DP4654 Optimal Operational Monetary Policy in the Christiano-Eichenbaum-Evans Model of the US Business Cycle
|Author(s):||Stephanie Schmitt-Grohé, Martín Uribe|
|Publication Date:||October 2004|
|Keyword(s):||business cycles, inflation stabilization, monetary policy evaluation|
|JEL(s):||E52, E61, E63|
|Programme Areas:||International Macroeconomics|
|Link to this Page:||cepr.org/active/publications/discussion_papers/dp.php?dpno=4654|
This Paper identifies optimal interest-rate rules within a rich, dynamic, general equilibrium model that has been shown to account well for observed aggregate dynamics in the post-war United States. We perform policy evaluations based on second-order accurate approximations to conditional and unconditional expected welfare. We require that interest-rate rules be operational, in the sense that they include as arguments only a few readily observable macroeconomic indicators and respect the zero bound on nominal interest rates.
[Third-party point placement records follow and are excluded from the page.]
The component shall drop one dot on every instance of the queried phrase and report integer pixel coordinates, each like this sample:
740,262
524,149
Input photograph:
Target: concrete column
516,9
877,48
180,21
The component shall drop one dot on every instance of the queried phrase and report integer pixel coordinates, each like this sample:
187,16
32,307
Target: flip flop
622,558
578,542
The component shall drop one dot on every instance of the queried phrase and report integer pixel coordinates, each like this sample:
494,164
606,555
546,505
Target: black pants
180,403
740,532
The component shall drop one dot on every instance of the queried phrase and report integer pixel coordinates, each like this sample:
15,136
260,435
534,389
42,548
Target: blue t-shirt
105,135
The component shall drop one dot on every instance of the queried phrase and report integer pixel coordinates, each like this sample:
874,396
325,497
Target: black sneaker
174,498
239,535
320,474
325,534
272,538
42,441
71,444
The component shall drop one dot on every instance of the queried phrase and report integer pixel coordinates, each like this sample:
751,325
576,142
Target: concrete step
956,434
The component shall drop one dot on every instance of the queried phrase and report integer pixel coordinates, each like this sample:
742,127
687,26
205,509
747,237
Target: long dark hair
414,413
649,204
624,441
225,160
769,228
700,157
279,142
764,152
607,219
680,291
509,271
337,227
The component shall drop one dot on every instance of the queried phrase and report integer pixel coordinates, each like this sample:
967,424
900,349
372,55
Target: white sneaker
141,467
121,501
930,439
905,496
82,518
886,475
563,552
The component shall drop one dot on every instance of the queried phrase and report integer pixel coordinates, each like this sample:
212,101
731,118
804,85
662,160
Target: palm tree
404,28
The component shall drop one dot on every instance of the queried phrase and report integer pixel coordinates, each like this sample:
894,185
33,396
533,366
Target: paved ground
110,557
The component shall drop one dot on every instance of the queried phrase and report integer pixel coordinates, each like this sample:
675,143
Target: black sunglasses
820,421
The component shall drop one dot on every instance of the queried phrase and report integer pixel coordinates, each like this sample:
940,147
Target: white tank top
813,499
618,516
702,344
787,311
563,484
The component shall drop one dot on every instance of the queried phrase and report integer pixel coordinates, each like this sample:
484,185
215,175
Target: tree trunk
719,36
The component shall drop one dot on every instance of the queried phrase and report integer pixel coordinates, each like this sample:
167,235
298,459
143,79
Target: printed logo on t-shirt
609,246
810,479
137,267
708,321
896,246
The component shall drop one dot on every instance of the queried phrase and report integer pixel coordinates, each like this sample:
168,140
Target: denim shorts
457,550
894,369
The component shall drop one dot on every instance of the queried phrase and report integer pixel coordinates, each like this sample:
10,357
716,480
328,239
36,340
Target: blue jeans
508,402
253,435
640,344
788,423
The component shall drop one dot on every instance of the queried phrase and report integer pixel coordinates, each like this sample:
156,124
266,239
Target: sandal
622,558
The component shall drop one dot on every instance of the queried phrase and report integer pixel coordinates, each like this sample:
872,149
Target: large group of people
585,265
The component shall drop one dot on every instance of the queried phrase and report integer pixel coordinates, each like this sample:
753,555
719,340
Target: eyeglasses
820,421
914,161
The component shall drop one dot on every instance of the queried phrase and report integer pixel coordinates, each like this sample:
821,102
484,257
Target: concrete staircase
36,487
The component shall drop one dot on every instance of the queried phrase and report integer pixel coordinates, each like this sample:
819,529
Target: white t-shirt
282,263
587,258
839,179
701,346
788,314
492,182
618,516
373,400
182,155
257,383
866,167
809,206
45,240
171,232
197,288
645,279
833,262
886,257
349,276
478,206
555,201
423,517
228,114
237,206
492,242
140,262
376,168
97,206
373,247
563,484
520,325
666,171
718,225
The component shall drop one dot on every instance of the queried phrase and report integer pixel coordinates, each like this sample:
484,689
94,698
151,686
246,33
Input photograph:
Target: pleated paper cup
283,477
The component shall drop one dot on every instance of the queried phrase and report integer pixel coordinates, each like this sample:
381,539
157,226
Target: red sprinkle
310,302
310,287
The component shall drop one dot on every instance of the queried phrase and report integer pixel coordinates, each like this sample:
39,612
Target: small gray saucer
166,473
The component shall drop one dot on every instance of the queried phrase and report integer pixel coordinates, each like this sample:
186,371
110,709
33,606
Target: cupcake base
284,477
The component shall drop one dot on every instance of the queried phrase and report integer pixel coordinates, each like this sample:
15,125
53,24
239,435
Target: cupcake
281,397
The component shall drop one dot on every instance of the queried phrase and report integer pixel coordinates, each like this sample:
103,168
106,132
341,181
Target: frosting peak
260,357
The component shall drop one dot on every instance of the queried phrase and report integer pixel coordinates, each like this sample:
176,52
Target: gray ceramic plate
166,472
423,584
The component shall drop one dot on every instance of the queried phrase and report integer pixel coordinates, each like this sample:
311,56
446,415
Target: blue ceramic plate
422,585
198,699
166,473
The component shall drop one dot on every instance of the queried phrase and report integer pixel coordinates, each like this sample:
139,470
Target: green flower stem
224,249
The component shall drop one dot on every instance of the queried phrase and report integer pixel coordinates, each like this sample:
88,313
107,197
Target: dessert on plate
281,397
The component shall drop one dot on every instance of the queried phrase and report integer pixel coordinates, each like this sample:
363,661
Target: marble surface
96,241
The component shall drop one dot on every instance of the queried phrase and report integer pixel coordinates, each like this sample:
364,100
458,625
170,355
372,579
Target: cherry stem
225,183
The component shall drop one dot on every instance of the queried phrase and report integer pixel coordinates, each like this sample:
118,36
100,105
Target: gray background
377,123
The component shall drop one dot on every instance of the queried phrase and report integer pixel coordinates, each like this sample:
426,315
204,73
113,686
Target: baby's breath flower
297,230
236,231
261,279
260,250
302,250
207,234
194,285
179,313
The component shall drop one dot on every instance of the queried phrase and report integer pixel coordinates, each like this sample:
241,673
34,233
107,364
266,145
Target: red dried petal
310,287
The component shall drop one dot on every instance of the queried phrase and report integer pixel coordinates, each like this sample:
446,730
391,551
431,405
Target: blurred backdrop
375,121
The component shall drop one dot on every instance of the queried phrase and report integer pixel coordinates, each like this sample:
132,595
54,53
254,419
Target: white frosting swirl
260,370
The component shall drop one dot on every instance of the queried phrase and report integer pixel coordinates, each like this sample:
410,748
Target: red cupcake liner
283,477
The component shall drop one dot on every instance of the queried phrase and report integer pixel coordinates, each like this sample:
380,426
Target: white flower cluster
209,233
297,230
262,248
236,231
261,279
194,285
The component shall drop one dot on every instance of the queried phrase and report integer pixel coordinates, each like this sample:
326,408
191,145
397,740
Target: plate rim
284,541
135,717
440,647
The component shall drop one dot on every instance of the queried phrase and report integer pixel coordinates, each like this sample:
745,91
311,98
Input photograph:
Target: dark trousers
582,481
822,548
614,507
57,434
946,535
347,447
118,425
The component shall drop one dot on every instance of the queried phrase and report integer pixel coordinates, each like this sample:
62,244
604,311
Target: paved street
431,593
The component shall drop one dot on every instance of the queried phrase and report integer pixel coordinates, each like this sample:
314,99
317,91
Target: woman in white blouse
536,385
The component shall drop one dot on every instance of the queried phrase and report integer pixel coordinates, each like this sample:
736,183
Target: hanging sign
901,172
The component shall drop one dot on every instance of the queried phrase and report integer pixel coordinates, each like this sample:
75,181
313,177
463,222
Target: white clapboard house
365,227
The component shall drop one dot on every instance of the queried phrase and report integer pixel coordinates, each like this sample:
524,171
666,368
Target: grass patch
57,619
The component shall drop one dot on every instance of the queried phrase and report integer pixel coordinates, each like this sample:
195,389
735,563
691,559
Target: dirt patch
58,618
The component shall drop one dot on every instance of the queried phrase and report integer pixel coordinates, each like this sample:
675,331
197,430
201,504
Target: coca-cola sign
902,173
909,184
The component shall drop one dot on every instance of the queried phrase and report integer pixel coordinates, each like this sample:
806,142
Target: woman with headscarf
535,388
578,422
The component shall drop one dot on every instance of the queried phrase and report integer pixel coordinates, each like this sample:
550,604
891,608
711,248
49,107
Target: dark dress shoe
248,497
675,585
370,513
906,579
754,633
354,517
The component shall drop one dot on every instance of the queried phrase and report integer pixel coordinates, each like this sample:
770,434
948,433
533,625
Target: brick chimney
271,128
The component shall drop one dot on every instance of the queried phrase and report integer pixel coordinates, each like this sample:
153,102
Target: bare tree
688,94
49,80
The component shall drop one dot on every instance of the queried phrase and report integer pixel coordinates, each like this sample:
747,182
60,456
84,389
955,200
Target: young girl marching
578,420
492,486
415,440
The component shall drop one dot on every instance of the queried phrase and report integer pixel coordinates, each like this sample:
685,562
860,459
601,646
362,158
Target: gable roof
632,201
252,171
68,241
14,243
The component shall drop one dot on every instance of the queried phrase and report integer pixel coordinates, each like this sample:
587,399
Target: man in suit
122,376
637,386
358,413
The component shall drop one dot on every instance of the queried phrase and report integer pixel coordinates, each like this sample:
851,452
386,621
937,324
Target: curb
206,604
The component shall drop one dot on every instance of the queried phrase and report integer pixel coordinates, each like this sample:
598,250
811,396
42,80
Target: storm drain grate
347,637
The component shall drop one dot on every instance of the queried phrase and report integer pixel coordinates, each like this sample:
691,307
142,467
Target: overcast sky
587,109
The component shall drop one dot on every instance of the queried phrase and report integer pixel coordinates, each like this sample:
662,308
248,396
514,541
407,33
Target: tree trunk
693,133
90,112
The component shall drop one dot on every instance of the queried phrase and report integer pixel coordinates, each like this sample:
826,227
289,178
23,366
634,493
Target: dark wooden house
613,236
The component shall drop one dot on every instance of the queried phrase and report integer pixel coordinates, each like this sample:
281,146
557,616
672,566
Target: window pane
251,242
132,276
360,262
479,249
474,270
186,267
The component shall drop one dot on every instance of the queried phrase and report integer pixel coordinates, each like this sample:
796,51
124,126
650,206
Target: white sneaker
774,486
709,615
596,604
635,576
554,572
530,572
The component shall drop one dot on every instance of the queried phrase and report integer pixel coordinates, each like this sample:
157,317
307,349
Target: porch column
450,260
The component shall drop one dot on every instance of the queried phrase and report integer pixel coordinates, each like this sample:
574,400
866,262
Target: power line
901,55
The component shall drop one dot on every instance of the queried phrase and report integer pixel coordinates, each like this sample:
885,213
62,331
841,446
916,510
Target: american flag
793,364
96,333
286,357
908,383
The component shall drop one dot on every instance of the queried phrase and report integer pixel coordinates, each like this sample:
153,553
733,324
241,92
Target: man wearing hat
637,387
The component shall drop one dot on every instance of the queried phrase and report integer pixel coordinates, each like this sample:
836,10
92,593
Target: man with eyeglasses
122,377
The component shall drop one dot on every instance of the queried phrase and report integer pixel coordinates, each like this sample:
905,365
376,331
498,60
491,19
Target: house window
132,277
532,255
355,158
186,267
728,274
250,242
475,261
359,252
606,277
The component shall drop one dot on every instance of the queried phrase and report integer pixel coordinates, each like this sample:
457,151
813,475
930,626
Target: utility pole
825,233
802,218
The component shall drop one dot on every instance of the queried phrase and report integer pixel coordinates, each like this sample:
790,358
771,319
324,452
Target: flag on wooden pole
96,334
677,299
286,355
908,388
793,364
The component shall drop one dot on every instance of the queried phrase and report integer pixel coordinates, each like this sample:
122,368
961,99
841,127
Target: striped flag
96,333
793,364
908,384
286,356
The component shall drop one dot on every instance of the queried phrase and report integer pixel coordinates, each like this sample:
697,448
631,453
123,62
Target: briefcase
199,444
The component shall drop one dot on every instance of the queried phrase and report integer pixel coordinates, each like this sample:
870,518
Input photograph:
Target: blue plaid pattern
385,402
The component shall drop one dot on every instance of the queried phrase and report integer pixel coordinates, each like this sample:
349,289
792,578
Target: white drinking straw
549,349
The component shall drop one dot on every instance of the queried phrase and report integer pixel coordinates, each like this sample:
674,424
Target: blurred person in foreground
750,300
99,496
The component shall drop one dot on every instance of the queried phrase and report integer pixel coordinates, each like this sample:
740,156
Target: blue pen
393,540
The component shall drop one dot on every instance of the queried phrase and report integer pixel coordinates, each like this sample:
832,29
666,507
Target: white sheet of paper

We find that the optimal operational monetary policy is a real-interest-rate targeting rule. That is, an interest-rate feedback rule featuring a unit inflation coefficient, a mute response to output, and no interest-rate smoothing. Contrary to existing studies, we find a significant degree of optimal inflation volatility. A key factor driving this result is the assumption of indexation to past inflation. Under indexation to long-run inflation the optimal inflation volatility is close to zero. Finally, we show that initial conditions matter for welfare rankings of policies.